Outgoing councilor Allan Herschlag, who has pushed for greater transparency prior to council votes on labor contracts, wrote a letter to his constituents saying he was disappointed in the way the process went at the last council meeting. The two contracts were placed on the consent agenda – meaning they were passed by the council along with a slew of other items. There was no discussion by councilors or the public.
Herschlag said he thinks that once the union, the administration and city council agree in principle on a new contract, there should be an opportunity for the public to comment before a vote, like during a public hearing.
“It shouldn’t necessitate a magnifying glass and a fine-toothed comb for you to find out what we are doing and what we are spending your money on,” he said. “Open government should mean exactly that. Hide and seek is a children’s game that you shouldn’t need to be playing to find out what your city government is doing in your name.”
Several councilors said they felt Herschlag’s comments were unfair. A public hearing could have occurred if any councilor had decided to pull a contract from the consent calendar by motion.
Fiscal Policy Advisory Committee chairman Keith Nyhan said residents could have reached out to councilors if they wanted to speak on the contract.
At-large councilor Byron Champlin, also a member of the Fiscal Policy Advisory Committee, agreed.
“There are 15 members of the council and any one of them could have pulled them off the consent calendar,” Champlin said.
The first report detailing cost items, created by the city’s attorney Jim Kennedy and Deputy City Solicitor Danielle Pacik, became public on Nov. 7, giving the public several days to review the changes.
That report provided the wage increase – 2.75% – for supervisors in the Concord Police Department over four years, increases to the amount of vacation time they can earn through years of service; changes to health insurance; and an allowance of three sick days during the last two years of employment without affecting severance pay upon retirement.
A second contract with a larger bargaining unit that covers employees in the general services, recreation and engineering department also contained proposed 2.75% annual wage increases for three years, changes to health insurance, and eliminates one step at the bottom of the pay scale and adds a new step at the top.

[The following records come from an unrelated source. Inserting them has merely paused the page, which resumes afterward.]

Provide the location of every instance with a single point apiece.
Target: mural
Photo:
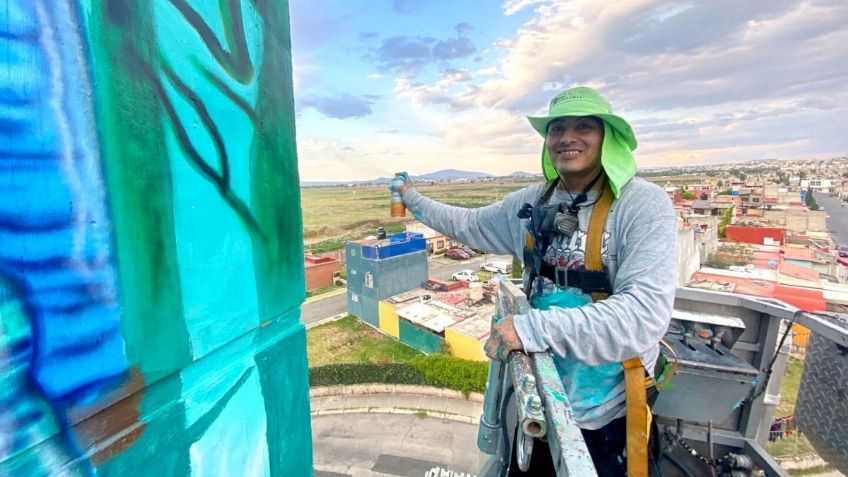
(151, 266)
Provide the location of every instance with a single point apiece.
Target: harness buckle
(561, 277)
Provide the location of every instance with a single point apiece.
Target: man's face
(574, 144)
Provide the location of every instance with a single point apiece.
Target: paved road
(837, 221)
(405, 445)
(441, 268)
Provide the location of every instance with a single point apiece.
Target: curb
(445, 404)
(329, 319)
(324, 296)
(378, 388)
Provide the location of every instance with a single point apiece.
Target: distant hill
(451, 174)
(443, 175)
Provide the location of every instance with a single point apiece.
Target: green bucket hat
(619, 140)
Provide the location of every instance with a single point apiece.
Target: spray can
(398, 207)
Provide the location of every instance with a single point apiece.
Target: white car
(497, 266)
(465, 276)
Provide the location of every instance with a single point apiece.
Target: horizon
(745, 163)
(428, 85)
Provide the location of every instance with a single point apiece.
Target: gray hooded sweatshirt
(639, 250)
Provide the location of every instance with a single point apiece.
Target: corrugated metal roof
(795, 253)
(800, 273)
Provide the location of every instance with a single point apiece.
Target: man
(587, 153)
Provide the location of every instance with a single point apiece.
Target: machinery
(726, 353)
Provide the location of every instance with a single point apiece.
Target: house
(321, 271)
(437, 242)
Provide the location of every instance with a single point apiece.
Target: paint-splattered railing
(530, 384)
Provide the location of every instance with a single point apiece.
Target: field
(332, 215)
(350, 341)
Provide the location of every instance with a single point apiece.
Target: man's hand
(401, 183)
(503, 340)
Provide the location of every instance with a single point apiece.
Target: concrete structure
(321, 271)
(454, 320)
(437, 242)
(706, 234)
(701, 191)
(688, 252)
(756, 234)
(378, 269)
(151, 254)
(797, 220)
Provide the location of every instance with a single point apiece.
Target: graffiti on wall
(150, 255)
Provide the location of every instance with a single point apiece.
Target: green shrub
(361, 373)
(435, 370)
(453, 373)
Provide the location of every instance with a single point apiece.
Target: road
(347, 445)
(441, 268)
(837, 221)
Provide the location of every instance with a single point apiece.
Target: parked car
(465, 276)
(457, 254)
(497, 266)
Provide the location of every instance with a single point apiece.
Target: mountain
(443, 175)
(450, 174)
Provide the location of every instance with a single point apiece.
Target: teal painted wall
(419, 339)
(151, 263)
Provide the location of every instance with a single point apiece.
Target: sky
(423, 85)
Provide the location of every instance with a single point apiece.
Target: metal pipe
(531, 414)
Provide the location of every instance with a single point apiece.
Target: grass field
(796, 444)
(350, 341)
(332, 215)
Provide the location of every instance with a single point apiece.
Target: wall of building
(464, 346)
(755, 235)
(688, 258)
(798, 220)
(319, 274)
(151, 266)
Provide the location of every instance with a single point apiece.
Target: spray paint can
(398, 207)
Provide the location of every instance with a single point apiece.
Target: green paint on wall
(419, 339)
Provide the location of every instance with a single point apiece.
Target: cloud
(341, 106)
(404, 54)
(405, 6)
(453, 48)
(511, 7)
(463, 28)
(700, 81)
(408, 55)
(724, 80)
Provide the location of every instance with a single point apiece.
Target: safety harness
(593, 278)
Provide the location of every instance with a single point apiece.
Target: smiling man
(599, 253)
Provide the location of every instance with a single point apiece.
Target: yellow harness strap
(634, 372)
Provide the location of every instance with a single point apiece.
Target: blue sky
(423, 85)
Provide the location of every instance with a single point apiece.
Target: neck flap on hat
(616, 158)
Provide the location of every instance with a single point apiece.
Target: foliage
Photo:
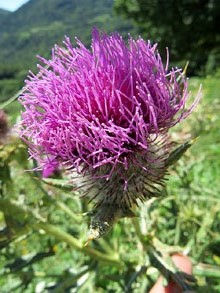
(43, 222)
(25, 33)
(190, 29)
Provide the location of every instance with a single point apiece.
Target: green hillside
(39, 24)
(25, 33)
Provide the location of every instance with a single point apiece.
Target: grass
(186, 219)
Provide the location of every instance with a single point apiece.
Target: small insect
(105, 216)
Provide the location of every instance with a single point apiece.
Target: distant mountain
(38, 24)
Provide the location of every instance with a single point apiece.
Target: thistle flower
(104, 114)
(3, 125)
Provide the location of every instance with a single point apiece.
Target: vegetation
(188, 28)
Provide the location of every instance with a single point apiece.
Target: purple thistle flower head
(105, 113)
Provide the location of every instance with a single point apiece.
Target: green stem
(73, 242)
(36, 222)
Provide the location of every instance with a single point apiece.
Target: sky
(11, 5)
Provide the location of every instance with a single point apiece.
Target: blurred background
(39, 258)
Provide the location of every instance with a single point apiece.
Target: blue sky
(11, 5)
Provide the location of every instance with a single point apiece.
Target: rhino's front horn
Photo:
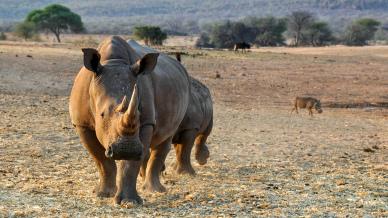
(130, 114)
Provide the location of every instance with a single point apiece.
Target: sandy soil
(264, 161)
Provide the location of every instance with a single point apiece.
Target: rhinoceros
(126, 104)
(194, 129)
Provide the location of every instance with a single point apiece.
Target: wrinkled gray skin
(194, 129)
(307, 102)
(118, 120)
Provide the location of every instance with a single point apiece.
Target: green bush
(3, 36)
(152, 35)
(56, 19)
(25, 30)
(361, 31)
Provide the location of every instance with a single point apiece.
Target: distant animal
(241, 45)
(194, 129)
(178, 57)
(126, 104)
(307, 102)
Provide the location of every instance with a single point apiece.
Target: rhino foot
(188, 170)
(153, 186)
(202, 154)
(104, 192)
(128, 201)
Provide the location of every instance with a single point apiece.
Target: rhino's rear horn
(123, 105)
(129, 118)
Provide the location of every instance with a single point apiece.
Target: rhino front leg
(126, 182)
(155, 165)
(183, 152)
(145, 137)
(105, 166)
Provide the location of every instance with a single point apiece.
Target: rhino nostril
(109, 152)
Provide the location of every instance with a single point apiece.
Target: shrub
(150, 34)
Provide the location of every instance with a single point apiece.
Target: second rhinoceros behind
(194, 129)
(125, 99)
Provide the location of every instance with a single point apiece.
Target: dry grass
(264, 161)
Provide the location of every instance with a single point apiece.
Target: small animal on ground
(307, 102)
(178, 56)
(241, 45)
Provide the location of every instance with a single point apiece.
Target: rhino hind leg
(106, 167)
(126, 183)
(201, 150)
(155, 164)
(183, 153)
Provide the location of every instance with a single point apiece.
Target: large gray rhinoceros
(126, 104)
(196, 126)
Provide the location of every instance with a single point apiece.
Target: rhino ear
(91, 59)
(145, 64)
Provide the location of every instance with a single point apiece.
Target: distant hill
(121, 15)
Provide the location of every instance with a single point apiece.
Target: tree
(57, 19)
(25, 30)
(203, 41)
(150, 34)
(318, 34)
(298, 22)
(268, 31)
(360, 31)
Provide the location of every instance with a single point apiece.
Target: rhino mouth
(125, 149)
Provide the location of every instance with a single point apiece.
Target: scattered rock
(368, 150)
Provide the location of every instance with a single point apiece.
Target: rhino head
(115, 101)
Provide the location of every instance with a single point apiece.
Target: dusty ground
(263, 162)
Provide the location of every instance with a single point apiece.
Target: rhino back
(171, 85)
(80, 114)
(200, 111)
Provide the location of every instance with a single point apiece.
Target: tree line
(300, 28)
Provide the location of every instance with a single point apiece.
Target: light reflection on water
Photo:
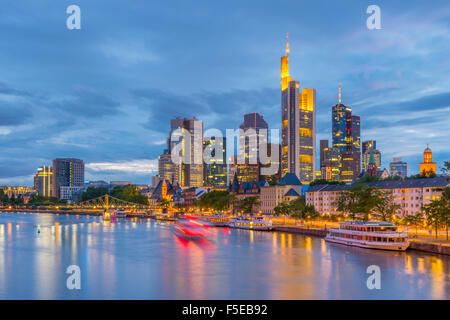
(142, 259)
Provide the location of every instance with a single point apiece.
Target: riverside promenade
(420, 241)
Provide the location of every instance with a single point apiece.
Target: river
(143, 259)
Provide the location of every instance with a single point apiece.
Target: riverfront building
(410, 194)
(43, 181)
(398, 168)
(67, 172)
(288, 189)
(298, 126)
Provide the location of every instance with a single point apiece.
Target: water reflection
(142, 259)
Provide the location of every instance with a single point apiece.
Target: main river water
(143, 259)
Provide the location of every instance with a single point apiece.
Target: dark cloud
(6, 89)
(429, 102)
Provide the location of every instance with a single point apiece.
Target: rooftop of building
(440, 181)
(290, 179)
(292, 193)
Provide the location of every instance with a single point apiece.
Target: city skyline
(112, 107)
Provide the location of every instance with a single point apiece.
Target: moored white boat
(370, 234)
(251, 223)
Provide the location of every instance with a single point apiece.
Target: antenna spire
(287, 44)
(339, 93)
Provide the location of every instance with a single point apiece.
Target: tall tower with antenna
(298, 125)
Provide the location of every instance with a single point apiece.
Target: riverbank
(421, 244)
(415, 244)
(74, 212)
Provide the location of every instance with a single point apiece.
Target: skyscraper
(366, 146)
(254, 134)
(44, 181)
(376, 154)
(427, 165)
(186, 135)
(398, 168)
(356, 133)
(67, 172)
(371, 166)
(341, 124)
(330, 169)
(323, 146)
(298, 126)
(215, 166)
(350, 166)
(346, 137)
(167, 170)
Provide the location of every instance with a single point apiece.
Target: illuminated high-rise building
(253, 136)
(427, 165)
(44, 181)
(298, 126)
(350, 166)
(366, 146)
(356, 133)
(330, 168)
(376, 154)
(167, 170)
(323, 146)
(398, 168)
(215, 166)
(186, 135)
(346, 137)
(67, 172)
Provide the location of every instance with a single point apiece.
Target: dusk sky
(106, 93)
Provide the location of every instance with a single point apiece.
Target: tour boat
(106, 215)
(165, 217)
(251, 223)
(369, 234)
(118, 214)
(190, 231)
(216, 220)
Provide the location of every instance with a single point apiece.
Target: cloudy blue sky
(106, 93)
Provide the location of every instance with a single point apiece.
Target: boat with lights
(215, 220)
(251, 223)
(369, 234)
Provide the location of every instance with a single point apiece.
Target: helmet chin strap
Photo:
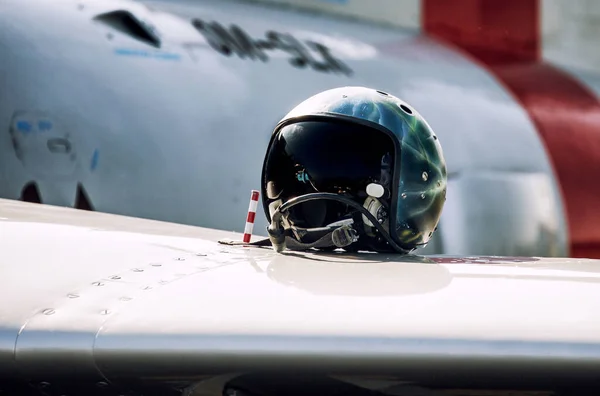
(339, 234)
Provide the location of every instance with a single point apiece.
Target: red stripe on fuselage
(504, 36)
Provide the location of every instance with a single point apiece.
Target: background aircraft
(163, 109)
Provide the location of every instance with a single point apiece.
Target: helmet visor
(327, 156)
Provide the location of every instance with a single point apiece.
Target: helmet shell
(419, 181)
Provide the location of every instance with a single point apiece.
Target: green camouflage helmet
(342, 141)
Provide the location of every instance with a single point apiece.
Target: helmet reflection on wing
(353, 168)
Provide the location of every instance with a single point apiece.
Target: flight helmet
(353, 168)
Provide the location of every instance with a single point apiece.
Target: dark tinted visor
(328, 156)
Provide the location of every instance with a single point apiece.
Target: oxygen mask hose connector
(276, 232)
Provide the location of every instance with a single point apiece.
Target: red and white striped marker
(251, 216)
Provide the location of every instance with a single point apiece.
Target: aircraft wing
(118, 303)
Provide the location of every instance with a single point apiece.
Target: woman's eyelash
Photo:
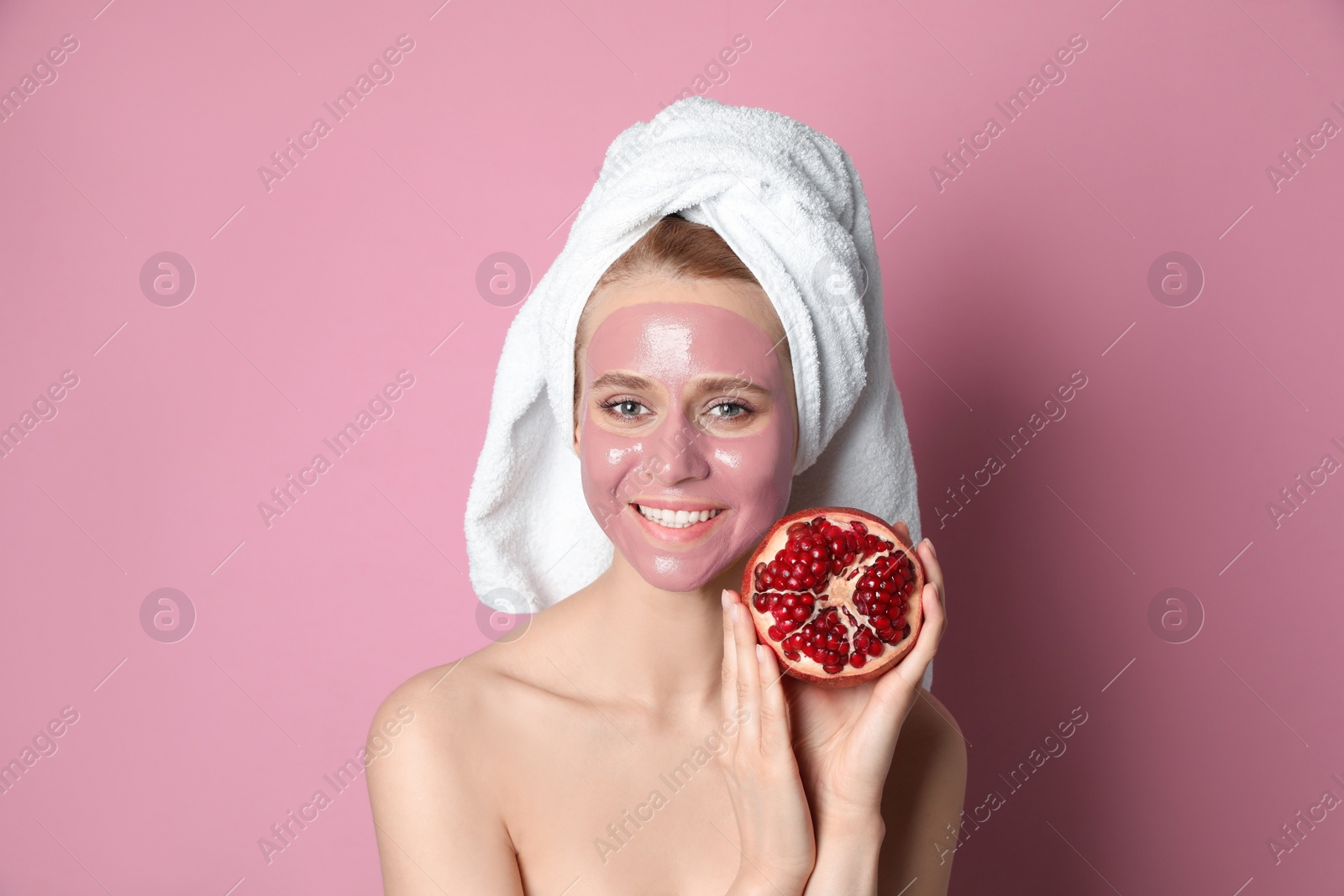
(617, 402)
(743, 406)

Yet the report left out the actual cost of the changes in dollars and cents.
In response to a Monitor request, the city’s legal department reported that in the first year of the contract, the raises for 19 police supervisors were expected to add $43,600 to the city budget. In the fourth year, the raises are expected to cost $51,400.
Raises for the 87 members of the employees in the other bargaining unit were expected to cost the city $126,700 in the first year of the contract and $137,200 in the third year, according to the city’s legal department.
The Monitor requested that the financial impact on the city’s budget be reflected prior to each council vote.
Nyhan, the Fiscal Policy Advisory Committee chairman, said it’s something the committee could discuss further as a group.
Coen said it sounded like a good idea.
“My experience as a city councilor is, especially when it comes to budget, there are people that call me that don’t realize what a big percentage the labor is to the overall tax rate,” he said. “The biggest share of it is through the police and fire department.”
The committee considered how to make the cost items of contracts available to the public prior to a vote at its meeting in October by looking to the way other towns and cities do it.
“They did an extensive review of how each and every city takes up their contracts,” Concord’s mayor, Jim Bouley, announced last month.
However, committee members discussed that information privately with their attorney. Kennedy said he couldn’t reveal the extent of the city’s study because it would violate attorney-client privilege.
Councilors said they are open to discussing how the process can be improved at the next Fiscal Policy Advisory Committee meeting in December. Bouley said he would motion for the city’s research into other municipalities’ practices with contracts to become public then.
“It was the first time we did this, any time you try something new you want to review if it’s been successful or not,” Bouley said Friday. “We’ll talk about if there are better ways of approaching things, and what did we learn from doing this. If there are ways to improve the process, the council will bring those up.”
“I think we’re moving in the right direction,” he added. “Is it perfect? I don’t know. But I think we are moving in the right way.”